Sounds bogus to me. Even the supposed fix they refer to sounds bogus: No fee if you win your appeal. Pay both fees if you lose. Both ways would tend to encourage a person to just accept guilt and pay the $100 fine to cut their losses.

As an aside, I wonder about the ABC agent supposedly saying his professionally trained nose told him the beverage was alcoholic. When I went through the police academy back in '84, we were taught that alcohol is odorless and that, when testifying in court, we were to testify we smelled the odor of an alcoholic beverage (beer, wine, etc.).

I'd say if the agent can't say what kind of alcoholic beverage the guy supposedly was drinking, the guy should get off. Heck, since the agent refused to give him a test for alcohol the guy should get off.

Not sure I like this one, either. I know we're supposed to be happy when bad guys are captured but I'm not sure I like them saying they're going to give someone amnesty just so the guy or gal will show up so they can be arrested.

Don't have a problem with the way they used to do it, though, when they'd contact a fugitive and tell him he won something, then bust him when he shows up to pick up the prize.


At 9:04 PM, OpenID kymk said...


That last story is so ugly, I feel like I need to bathe. I appalled!

At 6:37 AM, Blogger Fred said...

It's too bad the Press- Democrat doesn't accept comments on their web site anymore. I'd be interested in seeing what sort of comments that story would generate.

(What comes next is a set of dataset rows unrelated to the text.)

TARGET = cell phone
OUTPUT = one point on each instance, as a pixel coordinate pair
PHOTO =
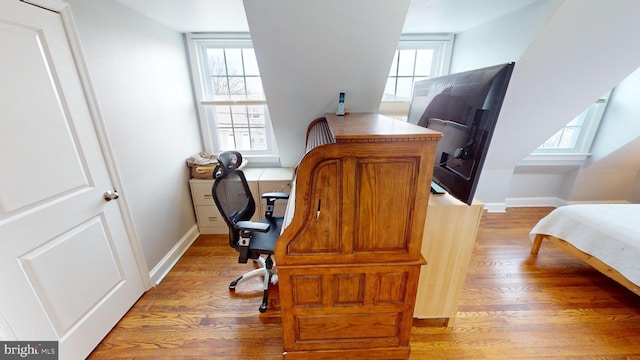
(340, 104)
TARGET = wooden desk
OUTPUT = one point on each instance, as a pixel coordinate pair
(349, 260)
(449, 237)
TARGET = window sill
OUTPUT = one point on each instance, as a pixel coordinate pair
(553, 162)
(262, 160)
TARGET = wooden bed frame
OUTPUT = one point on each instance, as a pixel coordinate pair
(589, 259)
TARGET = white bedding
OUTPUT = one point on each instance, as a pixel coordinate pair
(608, 232)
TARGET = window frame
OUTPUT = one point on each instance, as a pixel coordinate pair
(442, 44)
(197, 43)
(577, 155)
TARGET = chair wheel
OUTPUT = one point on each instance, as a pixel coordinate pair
(233, 284)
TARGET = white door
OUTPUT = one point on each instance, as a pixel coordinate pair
(67, 268)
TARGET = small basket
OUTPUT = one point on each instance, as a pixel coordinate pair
(201, 165)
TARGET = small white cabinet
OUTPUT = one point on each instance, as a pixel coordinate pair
(260, 181)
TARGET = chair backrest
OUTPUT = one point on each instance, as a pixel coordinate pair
(231, 193)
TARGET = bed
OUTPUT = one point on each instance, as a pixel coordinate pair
(606, 236)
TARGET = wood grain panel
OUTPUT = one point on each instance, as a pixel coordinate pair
(348, 327)
(348, 289)
(307, 290)
(322, 229)
(385, 199)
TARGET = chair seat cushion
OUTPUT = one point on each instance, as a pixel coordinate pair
(264, 243)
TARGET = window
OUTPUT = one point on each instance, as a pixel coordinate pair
(576, 137)
(417, 57)
(570, 145)
(231, 102)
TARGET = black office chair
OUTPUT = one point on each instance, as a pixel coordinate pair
(252, 240)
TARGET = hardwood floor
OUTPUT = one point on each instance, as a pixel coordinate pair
(514, 306)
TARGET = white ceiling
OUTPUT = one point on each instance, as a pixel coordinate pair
(425, 16)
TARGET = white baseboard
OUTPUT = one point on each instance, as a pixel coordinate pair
(495, 207)
(168, 261)
(536, 202)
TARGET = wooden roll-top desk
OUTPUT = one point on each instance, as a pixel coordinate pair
(349, 257)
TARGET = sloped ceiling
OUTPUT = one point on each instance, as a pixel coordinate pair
(424, 16)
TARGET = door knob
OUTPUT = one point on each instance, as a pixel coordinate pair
(110, 195)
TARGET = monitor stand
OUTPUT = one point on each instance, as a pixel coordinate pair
(437, 189)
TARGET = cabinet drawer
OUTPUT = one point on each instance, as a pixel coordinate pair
(201, 192)
(209, 216)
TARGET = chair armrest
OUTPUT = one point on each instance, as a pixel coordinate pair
(275, 195)
(271, 200)
(251, 226)
(247, 228)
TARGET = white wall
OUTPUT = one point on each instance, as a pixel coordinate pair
(309, 51)
(621, 121)
(554, 81)
(501, 40)
(140, 75)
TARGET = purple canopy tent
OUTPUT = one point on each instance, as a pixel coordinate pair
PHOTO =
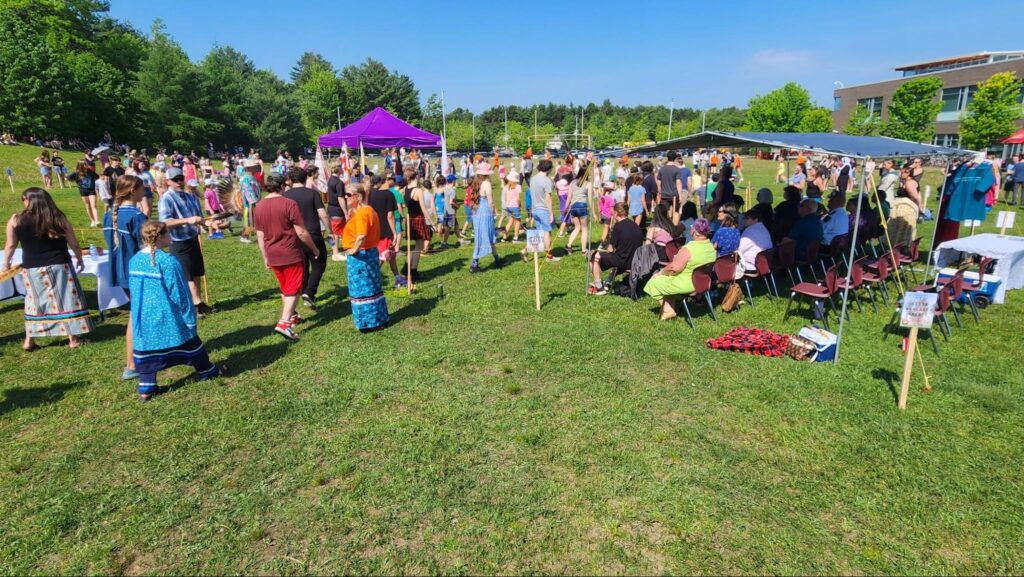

I suspect there would be at least a few supporting the deception.

At 8:05 AM, Anonymous Anonymous said...

Gee I feel so bad for these "parolees".

They accepted the parole to get out of prison early and then defalted on their agreement. Tuff Sh** for them.

Did you ever stop to think, or wonder, how many crimes these parole violaters have commited since they were released? Or are you stupid enough, or living in another universe, to believe that all of these convicted felons that violated their parole agreement became model citizens?

The government or parole can't use a ruse?

At 9:31 AM, Blogger Fred said...

I have no problem with them using ruses to catch fugitives, but not the way they did it this time. They basically promised amnesty when they had no such intent.

What they've done in the past- and I have no problem with- is contact fugitives in one way or another (mail or phone, etc) and tell them they won something. When the fugitive would show up to collect the prize, they get popped.

Nothing wrong with that as far as I'm concerned as it doesn't involve false legal promises that can destroy the integrity of parole and law enforcement officials.

At 10:18 AM, Blogger Dave said...

Those enforcment officials lied. Not tricked, but outright lied to lure people there.

What a great example - just lie in the name of the law. I'm sure our youth will look up to thses liars...NOT!